The Case IH and John Deere harvesters with on-board module builders will be available for inspection, with company representatives eager to provide all the details about how the machines will improve harvesting efficiency and reduce costs.
“This will be a great opportunity for producers to see, under the same roof, what all the talk has been about for the past five years or so,” says Tim Price, show manager and executive vice president of the Southern Cotton Ginners Association and Foundation, which sponsors the annual event, set this year for Feb. 29-March 1 at the Memphis Cook Convention Center.
“And the development of these new machines demonstrates the vision the companies have for the cotton industry and its ability to adapt and to use cutting-edge technology to stay competitive in today’s dynamic markets.”
The new harvesters are a highlight of the more than 400 exhibits that will cover more than 200,000 square feet of space in the show halls.
The event, which is co-sponsored by Delta Farm Press, is the South’s largest indoor farm show.

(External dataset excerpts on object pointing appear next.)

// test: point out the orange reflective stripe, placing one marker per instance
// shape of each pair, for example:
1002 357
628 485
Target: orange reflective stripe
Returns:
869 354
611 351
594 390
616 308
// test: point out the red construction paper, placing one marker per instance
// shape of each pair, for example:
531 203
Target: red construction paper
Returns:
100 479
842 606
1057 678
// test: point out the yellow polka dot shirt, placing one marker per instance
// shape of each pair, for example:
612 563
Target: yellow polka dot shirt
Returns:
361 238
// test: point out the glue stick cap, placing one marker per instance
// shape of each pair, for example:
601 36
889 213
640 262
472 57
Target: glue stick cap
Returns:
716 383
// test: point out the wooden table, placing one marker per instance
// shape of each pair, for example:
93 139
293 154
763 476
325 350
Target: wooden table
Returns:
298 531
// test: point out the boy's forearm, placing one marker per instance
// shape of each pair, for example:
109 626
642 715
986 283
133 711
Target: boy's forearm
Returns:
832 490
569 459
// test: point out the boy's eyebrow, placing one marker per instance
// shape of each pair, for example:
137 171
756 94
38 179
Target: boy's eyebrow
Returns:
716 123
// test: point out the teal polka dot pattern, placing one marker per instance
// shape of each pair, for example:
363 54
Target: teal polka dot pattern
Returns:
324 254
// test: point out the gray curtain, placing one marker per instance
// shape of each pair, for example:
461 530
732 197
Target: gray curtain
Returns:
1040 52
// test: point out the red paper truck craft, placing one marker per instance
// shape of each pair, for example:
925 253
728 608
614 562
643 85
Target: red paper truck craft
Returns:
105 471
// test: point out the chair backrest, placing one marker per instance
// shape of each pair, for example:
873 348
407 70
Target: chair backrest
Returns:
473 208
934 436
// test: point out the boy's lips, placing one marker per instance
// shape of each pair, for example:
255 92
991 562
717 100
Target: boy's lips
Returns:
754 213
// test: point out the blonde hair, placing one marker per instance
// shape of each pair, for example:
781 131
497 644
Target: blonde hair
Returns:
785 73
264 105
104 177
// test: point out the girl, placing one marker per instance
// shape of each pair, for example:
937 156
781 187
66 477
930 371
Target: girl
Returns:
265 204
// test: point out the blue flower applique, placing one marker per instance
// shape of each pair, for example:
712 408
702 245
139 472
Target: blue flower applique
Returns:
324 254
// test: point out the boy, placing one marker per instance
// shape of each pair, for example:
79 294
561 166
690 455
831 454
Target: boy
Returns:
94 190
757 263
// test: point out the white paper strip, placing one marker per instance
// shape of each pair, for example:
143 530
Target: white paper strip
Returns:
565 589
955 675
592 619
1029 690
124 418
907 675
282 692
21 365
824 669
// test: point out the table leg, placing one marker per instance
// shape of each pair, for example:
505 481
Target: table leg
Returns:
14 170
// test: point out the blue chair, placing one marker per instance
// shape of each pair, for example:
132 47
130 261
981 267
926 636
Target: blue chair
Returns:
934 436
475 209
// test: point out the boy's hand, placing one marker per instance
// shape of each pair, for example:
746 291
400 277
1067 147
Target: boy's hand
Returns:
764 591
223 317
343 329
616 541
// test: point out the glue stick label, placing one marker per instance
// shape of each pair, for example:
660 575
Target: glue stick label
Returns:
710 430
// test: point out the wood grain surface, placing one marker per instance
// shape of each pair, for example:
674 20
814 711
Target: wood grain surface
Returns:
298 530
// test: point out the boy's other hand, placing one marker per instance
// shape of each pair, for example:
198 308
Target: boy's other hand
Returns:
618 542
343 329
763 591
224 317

Exhibitors from 48 states and five foreign countries will display the latest in farm equipment, products, and services — including precision farming technology.
“Each year we welcome new and different attractions,” Price says. “Our expanded exhibit space provides the opportunity for new exhibitors to complement the companies that have been associated with the show for many years — several of them going back to its founding, more than a half-century ago.
“Many new products will be showcased, giving attendees the first opportunity to see what’s available for the new growing season.”
The show attracts more than 20,000 farmers, ginners, and industry representatives each year.
“Our goal each year is to make the show a forum for spotlighting the changes and issues that confront the ag sector, so farmers will have the information and tools they need to survive in this dynamic arena,” Price says. “Farmers showed in 2007 that they could adjust and adapt to changing market signals by adjusting their crop programs.
“There’s a greater need than ever for decision-makers to be well-armed with information that can help them to make choices that support their operations.”
In addition to the exhibits, informational sessions will focus on key issues ranging from cotton quality to legal matters.
The member organizations of the Southern Cotton Ginners Association will be meeting prior to the show, with several key issues to be spotlighted at their general session Thursday, Feb. 28, at 1:30 at the Peabody Hotel. The theme is, “Cotton’s Future and the Ginning Sector: Where Do We Go From Here?”
Speakers include Kater Hake, vice president of agricultural research for Cotton Incorporated; Tommy Valco, USDA/ARS cotton technology transfer and education director, Stoneville, Miss.; and John W. Lewis, Nashville attorney who will discuss a proposed model contract for cottonseed.
Anyone interested in hearing the speakers is invited to attend.
In the Friday Ag Update session at 8:30 a.m. at the convention center, speakers will be Larry McClendon, chairman of the National Cotton Council, who will discuss cotton legislation and policy issues; Carl Brothers, senior vice president at Riceland Foods, who will give the market outlook for rice and wheat; and Joe Nicosia, CEO for Allenberg Cotton Co., who will discuss the outlook for U.S. and world cotton.
For the 8:30 a.m. Ag Update session Saturday at the convention center, Richard Brock, president of Brock Associates, will present his special marketing outlook seminar, including updates on agriculture and energy legislation.
At 1 p.m., Saturday, also at the convention center, a special seminar on energy costs will be held.
“Energy is at the forefront of any farm plan nowadays,” Price says, “and we encourage everyone to attend this informative seminar.”